I will only add further, that Hebrews never contemplates the church as such, but the people of God walking in weakness on the earth, and Christ for them a separate person on high. Union with Christ is not its subject, and it is just this gives it its preciousness. Nor does it speak of the Father, but how we believers stand with God, and how we approach; and that is with a perfect conscience through Christ's one offering, so that the worshippers once purged should have no more conscience of sins. If the reader examine the statements of the Epistle to the Hebrews, he will find that it is the work itself, or the offering of Himself, or it by Christ to God, not the process of application to us, which is spoken of; the effect is, but not the application.

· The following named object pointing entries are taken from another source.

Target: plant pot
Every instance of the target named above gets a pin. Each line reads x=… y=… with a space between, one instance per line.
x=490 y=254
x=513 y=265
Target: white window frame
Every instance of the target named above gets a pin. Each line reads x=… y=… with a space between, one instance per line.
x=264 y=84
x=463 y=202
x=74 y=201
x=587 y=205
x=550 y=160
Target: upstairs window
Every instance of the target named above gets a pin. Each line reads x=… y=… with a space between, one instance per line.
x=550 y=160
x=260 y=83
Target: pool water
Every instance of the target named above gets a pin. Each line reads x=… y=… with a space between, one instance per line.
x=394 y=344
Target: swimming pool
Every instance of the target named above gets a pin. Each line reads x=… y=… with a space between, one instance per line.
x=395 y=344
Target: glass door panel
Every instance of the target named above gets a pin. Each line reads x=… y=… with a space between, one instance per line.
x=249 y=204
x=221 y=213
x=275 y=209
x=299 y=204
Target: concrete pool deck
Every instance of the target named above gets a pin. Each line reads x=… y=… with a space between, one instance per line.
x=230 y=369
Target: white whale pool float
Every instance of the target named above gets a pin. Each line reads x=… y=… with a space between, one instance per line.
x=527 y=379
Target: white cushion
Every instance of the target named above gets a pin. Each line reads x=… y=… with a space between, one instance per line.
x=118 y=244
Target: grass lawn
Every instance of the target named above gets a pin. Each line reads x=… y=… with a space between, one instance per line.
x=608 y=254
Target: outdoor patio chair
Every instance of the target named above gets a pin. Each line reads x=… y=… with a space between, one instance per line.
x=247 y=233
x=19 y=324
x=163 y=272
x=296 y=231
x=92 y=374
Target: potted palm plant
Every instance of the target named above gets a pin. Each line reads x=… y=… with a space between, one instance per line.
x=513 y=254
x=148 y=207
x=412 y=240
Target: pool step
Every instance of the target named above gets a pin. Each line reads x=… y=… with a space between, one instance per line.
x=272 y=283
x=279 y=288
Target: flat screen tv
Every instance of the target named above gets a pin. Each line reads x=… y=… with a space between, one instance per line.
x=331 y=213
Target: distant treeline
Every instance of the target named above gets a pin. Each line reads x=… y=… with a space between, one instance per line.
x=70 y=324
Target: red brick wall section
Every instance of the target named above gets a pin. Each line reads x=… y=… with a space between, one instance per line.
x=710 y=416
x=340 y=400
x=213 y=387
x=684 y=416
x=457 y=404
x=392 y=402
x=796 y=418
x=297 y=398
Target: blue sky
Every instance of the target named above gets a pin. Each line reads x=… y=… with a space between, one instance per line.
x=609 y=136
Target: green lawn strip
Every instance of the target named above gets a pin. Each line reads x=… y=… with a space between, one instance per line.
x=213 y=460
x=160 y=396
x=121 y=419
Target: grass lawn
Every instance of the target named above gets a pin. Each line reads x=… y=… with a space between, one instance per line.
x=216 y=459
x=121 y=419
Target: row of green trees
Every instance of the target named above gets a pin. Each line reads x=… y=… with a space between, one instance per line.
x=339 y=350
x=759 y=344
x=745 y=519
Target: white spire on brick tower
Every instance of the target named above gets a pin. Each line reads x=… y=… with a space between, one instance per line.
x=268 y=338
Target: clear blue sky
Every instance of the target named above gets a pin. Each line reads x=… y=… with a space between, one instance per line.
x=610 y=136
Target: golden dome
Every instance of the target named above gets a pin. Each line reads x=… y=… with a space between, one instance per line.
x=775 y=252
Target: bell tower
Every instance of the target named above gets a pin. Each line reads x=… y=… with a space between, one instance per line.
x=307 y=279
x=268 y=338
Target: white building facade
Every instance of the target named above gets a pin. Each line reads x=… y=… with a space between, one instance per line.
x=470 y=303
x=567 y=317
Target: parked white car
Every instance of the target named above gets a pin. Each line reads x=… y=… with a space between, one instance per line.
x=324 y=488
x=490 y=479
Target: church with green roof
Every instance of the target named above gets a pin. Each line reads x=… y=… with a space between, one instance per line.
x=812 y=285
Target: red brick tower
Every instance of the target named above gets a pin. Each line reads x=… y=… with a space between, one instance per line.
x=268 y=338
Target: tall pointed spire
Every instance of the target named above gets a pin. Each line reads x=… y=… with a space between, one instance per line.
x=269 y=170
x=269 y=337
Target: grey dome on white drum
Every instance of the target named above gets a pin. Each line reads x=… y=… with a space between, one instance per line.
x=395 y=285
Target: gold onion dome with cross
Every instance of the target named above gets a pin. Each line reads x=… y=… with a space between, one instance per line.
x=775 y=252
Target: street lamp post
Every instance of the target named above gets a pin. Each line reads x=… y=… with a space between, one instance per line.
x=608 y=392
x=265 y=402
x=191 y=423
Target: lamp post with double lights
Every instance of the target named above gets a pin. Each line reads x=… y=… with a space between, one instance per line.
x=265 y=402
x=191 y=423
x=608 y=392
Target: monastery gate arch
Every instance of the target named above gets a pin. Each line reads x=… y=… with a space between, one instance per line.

Thus we have, through the Eternal Spirit, offering Himself without spot to God, blood-shedding, the sacrifice of Himself, one offering, entering once into the holy place, not without blood, or in the power of His own blood, into heaven itself, now to appear in the presence of God for us. It is the offering of Himself, or entering into the holy place, but no trace of application to us as the means of its efficacy, still less repeated application. By one offering He hath perfected forever, in perpetual continuance, them who are sanctified. They have no more conscience of sins. J. N. D.